Thursday, February 28, 2008

The Fear Machine Revvs Up

The Republicans are building up to a thunderstorm of criticism of the Democrats, and particularly Barak Obama, on the question of terrorism and security. For example, today's Washington Post carried the following lead:

TYLER, Tex., Feb. 27 -- Sen. John McCain (R-Ariz.) accused Sen. Barack Obama (D-Ill.) of making ill-informed comments about Iraq and al-Qaeda in Tuesday night's Democratic presidential debate, signaling that a general-election brawl between the colleagues would center in part on who has the foreign policy experience to lead a country at war.
The NY Times article about Colonel Davis, the former chief bulldog colonel for the military trials against Guantanamo detainees who has turned detainee supporter, quotes him stating the obvious: top Pentagon brass discussed timing the upcoming trials to match the run up to the 2008 election. Duh. How many salvos of fireworks can they keep coming? Building up to a crescendo in September, with the cooked "evidence" of these dangerous terrorists (who have been held in stinking hell holes in Guantanamo for the last 6 years and must look withered and wizened by now). Another round of fireworks in the hellish bouquet of attacks and fear-mongering being hatched by the Republicans.
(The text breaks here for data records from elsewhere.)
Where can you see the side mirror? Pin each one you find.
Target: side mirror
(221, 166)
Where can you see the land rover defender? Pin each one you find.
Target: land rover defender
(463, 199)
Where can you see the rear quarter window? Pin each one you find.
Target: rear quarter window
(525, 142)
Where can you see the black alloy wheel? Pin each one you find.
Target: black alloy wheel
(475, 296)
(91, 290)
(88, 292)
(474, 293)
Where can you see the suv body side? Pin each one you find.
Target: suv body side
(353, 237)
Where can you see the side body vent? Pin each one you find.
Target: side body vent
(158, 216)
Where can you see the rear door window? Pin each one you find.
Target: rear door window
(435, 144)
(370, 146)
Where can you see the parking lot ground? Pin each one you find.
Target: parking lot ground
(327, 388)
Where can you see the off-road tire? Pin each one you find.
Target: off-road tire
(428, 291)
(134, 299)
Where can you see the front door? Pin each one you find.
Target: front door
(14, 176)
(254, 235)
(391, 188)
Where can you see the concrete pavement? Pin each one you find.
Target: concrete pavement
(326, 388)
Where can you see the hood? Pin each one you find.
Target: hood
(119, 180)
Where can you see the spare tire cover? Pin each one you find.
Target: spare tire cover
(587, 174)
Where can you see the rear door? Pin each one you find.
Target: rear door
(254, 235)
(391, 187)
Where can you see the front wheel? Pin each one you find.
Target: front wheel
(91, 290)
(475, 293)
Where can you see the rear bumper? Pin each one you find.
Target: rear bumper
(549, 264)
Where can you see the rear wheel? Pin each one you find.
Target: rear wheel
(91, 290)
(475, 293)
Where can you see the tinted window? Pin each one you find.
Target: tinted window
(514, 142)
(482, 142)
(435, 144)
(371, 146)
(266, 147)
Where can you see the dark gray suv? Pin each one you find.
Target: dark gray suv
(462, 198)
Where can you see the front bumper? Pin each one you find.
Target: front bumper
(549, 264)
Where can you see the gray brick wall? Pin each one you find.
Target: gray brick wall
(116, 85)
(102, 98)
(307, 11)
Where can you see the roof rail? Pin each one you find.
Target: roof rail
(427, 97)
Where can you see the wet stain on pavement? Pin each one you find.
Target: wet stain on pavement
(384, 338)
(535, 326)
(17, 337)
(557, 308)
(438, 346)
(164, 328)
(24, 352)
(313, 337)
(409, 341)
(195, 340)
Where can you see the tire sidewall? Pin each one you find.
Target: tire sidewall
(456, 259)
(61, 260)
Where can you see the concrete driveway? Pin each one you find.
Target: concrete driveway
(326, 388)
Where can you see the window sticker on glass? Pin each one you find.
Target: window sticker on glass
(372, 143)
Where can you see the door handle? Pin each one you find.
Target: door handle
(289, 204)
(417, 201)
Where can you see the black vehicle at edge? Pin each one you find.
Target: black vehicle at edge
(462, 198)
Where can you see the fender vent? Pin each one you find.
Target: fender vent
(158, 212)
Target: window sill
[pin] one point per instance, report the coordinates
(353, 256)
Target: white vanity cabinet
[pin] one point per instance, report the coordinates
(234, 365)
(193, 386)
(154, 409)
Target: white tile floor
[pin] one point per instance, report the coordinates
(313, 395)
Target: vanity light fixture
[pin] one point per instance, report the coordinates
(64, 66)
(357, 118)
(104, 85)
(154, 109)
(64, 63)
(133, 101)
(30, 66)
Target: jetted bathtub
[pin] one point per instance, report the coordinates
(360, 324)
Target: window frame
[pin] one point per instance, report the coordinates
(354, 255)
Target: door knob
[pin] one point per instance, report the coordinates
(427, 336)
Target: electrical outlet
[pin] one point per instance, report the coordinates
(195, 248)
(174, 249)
The Republicans will run on two themes: security and taxes. On security, not war but security, who can better protect the nation? A McCain who knows the guts of war, who supported and supports the invasion of Iraq and the ongoing war or Obama, who was against the war?
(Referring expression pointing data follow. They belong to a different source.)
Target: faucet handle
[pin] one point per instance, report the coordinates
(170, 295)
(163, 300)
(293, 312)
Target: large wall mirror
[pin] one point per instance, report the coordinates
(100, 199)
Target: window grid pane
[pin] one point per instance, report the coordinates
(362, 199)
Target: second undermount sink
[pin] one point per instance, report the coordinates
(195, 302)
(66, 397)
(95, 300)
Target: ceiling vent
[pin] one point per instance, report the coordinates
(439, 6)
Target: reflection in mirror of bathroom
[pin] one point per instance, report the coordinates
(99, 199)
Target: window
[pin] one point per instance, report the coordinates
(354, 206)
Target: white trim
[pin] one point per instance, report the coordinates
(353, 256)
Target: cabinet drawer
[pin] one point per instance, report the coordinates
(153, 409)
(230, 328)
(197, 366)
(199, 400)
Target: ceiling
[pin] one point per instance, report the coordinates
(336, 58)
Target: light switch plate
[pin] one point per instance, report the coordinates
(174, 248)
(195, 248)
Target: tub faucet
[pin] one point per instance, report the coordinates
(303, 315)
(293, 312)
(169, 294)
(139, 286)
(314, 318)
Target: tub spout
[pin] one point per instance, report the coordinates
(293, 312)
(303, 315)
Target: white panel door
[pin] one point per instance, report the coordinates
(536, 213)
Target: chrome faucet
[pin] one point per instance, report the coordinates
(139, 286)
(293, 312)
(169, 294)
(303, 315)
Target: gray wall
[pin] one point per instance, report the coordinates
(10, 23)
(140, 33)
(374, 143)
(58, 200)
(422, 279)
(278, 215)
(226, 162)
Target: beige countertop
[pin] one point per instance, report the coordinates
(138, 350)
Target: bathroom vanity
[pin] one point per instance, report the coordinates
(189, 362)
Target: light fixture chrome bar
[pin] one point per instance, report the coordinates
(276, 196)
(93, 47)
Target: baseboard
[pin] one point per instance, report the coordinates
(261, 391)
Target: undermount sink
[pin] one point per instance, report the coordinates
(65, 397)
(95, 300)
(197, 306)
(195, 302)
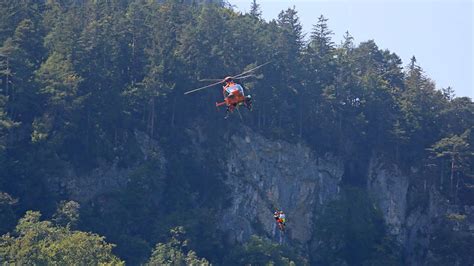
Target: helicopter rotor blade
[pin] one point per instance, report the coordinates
(251, 70)
(211, 80)
(205, 87)
(246, 76)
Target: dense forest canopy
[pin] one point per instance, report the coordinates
(79, 79)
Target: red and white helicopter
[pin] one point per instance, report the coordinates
(233, 92)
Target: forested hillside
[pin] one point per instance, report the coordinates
(103, 159)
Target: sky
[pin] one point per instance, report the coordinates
(439, 33)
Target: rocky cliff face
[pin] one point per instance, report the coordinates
(264, 175)
(107, 177)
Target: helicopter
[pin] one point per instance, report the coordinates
(233, 92)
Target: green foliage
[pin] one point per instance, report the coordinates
(174, 251)
(78, 79)
(7, 214)
(259, 251)
(351, 230)
(40, 242)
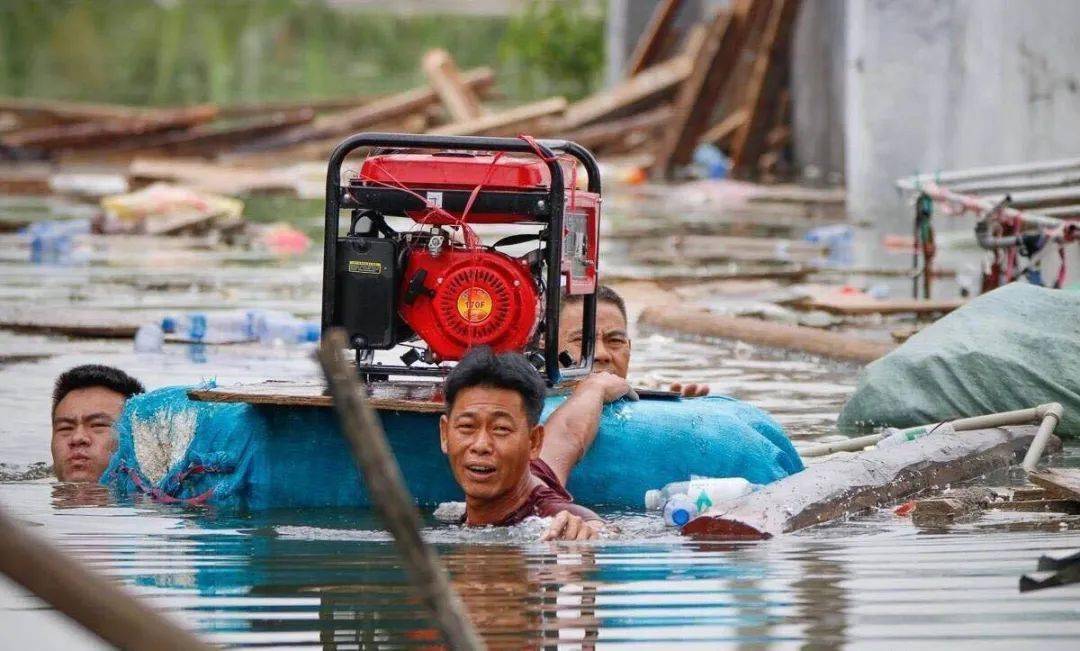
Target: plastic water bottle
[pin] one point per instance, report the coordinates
(149, 338)
(272, 328)
(895, 436)
(52, 241)
(679, 510)
(224, 327)
(705, 490)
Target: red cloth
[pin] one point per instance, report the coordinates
(545, 500)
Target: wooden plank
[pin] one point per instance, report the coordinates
(860, 304)
(703, 323)
(764, 86)
(1061, 480)
(461, 102)
(509, 122)
(847, 485)
(649, 48)
(698, 95)
(419, 397)
(392, 107)
(650, 85)
(719, 133)
(611, 134)
(90, 134)
(208, 138)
Obama has to posit a totally different mythology of America in the post Cold War, flat earth reality: it has to be rooted in a view of the world that says that the war should not have happened, the it has inflamed rather than doused anti-American sentiment around the world, that it has cost way too many lives and will have mired us in an intractable position in the Middle East for decades to come. And that it is ruining not only our standing among nations but brand "America" and our capacity to export our brain products (no matter how low the dollar sinks). A vision that says that we not only should not have gone to war and brought down Saddam Hussein, but we now have to reverse the outcome, make it all better? Make it so the middle easterners like and respect us (but allow us to continue full support of Israel). Make it so that militant Muslim terrorism calms down to a whisper? A policy that makes it safe to be an American abroad again. That vision is going to not only have to be compelling, it has to SELL and counter act the fearful and fearsome vision the Republicans paint.
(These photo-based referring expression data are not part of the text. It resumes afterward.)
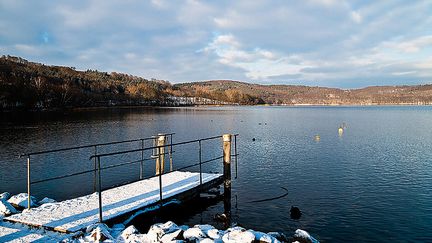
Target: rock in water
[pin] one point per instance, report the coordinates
(279, 236)
(4, 196)
(156, 231)
(295, 212)
(100, 233)
(238, 234)
(194, 234)
(176, 235)
(304, 237)
(264, 238)
(215, 234)
(20, 200)
(46, 200)
(131, 230)
(6, 208)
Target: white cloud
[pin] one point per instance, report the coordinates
(410, 46)
(257, 63)
(356, 17)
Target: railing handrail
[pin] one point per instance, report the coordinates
(90, 145)
(156, 147)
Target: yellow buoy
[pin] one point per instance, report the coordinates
(340, 131)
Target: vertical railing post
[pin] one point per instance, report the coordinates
(227, 175)
(99, 190)
(142, 159)
(170, 153)
(227, 160)
(160, 175)
(28, 183)
(160, 161)
(95, 169)
(200, 160)
(235, 155)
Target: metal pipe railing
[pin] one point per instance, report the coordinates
(29, 182)
(98, 168)
(88, 146)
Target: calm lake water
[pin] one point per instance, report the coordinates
(373, 183)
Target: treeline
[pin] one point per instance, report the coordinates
(28, 85)
(34, 86)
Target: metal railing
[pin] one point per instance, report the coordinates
(157, 153)
(95, 146)
(160, 172)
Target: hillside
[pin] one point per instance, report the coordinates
(33, 86)
(297, 94)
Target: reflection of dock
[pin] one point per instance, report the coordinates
(78, 213)
(144, 194)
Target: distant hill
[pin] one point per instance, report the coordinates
(33, 86)
(299, 95)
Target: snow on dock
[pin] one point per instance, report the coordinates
(78, 213)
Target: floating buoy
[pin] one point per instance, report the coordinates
(340, 131)
(295, 212)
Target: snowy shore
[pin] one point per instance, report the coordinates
(161, 232)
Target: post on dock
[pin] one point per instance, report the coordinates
(170, 152)
(160, 159)
(227, 174)
(28, 183)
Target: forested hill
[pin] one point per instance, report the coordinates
(34, 86)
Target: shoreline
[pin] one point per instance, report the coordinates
(102, 108)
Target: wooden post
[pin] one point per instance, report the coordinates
(28, 183)
(227, 160)
(142, 159)
(227, 176)
(160, 159)
(95, 170)
(170, 152)
(100, 190)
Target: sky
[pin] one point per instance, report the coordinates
(333, 43)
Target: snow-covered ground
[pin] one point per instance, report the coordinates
(19, 233)
(78, 213)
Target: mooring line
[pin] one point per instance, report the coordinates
(273, 198)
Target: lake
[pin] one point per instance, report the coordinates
(372, 183)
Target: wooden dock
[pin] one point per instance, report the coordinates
(76, 214)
That is a tall order, when we are a nation that feeds off the notion of our superpower strength, our righteousness, and are more than willing to defer to the one who pounds the drum the loudest. Bush still dominates the debate. (Is the Democratic Congress impotent or what?) He will have to defend the war all the way to election day. It's his war. And he intends to assure his legacy.

Taxes on the other hand is easier to reframe and change the subject from "it's your money; they will take it away and spend it on bloated boondoggles" to the Democratic fear machine: "health care is a disaster, education is a disaster, the infrastructure is a disaster, we have allowed the richest 1 percent to siphon off all of the wealth of the nation that could go to reducing infant mortality, increasing literacy rates, improving inspection of slaughterhouses to assure humane animal treatment and healthy meat, etc., etc."

How can it be that the richest nation in the history of the world can't afford to pay school teachers? or care for the disabled and the elderly?

My Democratic friends think Obama can bring in enough new voters who aren't going to respond to the Republican fear machine and who will support the Democratic fear concerto to win the election.

I am worried. Fear is a poison and a stimulant. At least the Democrats can point to actual visible problems and actual, acceptable, visible solutions. So the fear can be alleviated. The Republican fear seeps into the country's bones. It aims at the lowest common denominator. It uses bogeymen to scare us. We are a nation addicted to fear and to the aggressive response. All adrenalin all the time. The Swift boating of Kerry may look like amateur hour compared to what will be mounted against Obama.

PS: I am sad about Hillary. She would have made a much better president in terms of dealing with problems. Whether she could lead is another question. She has the chops on the war issue that Obama doesn't. Hillary is a realist. Iraq IS. We have to deal with it. "I was against the war from the start" means Obama has to create a whole new vision that gets us out of the very dangerous quagmire the Republicans have put us into (along with Democratic complicity).

PPS: The issue isn't who is right but who can paint the most compelling vision of how to deal with the world as it is (while painting the picture of what that world IS to suit the proposed remedies). The Republicans will paint a dangerous world that only more aggression can make safe. The Democrats have to paint a vision of a world with different premises and different outcomes. The US has seldom opted for the kinder gentler vision.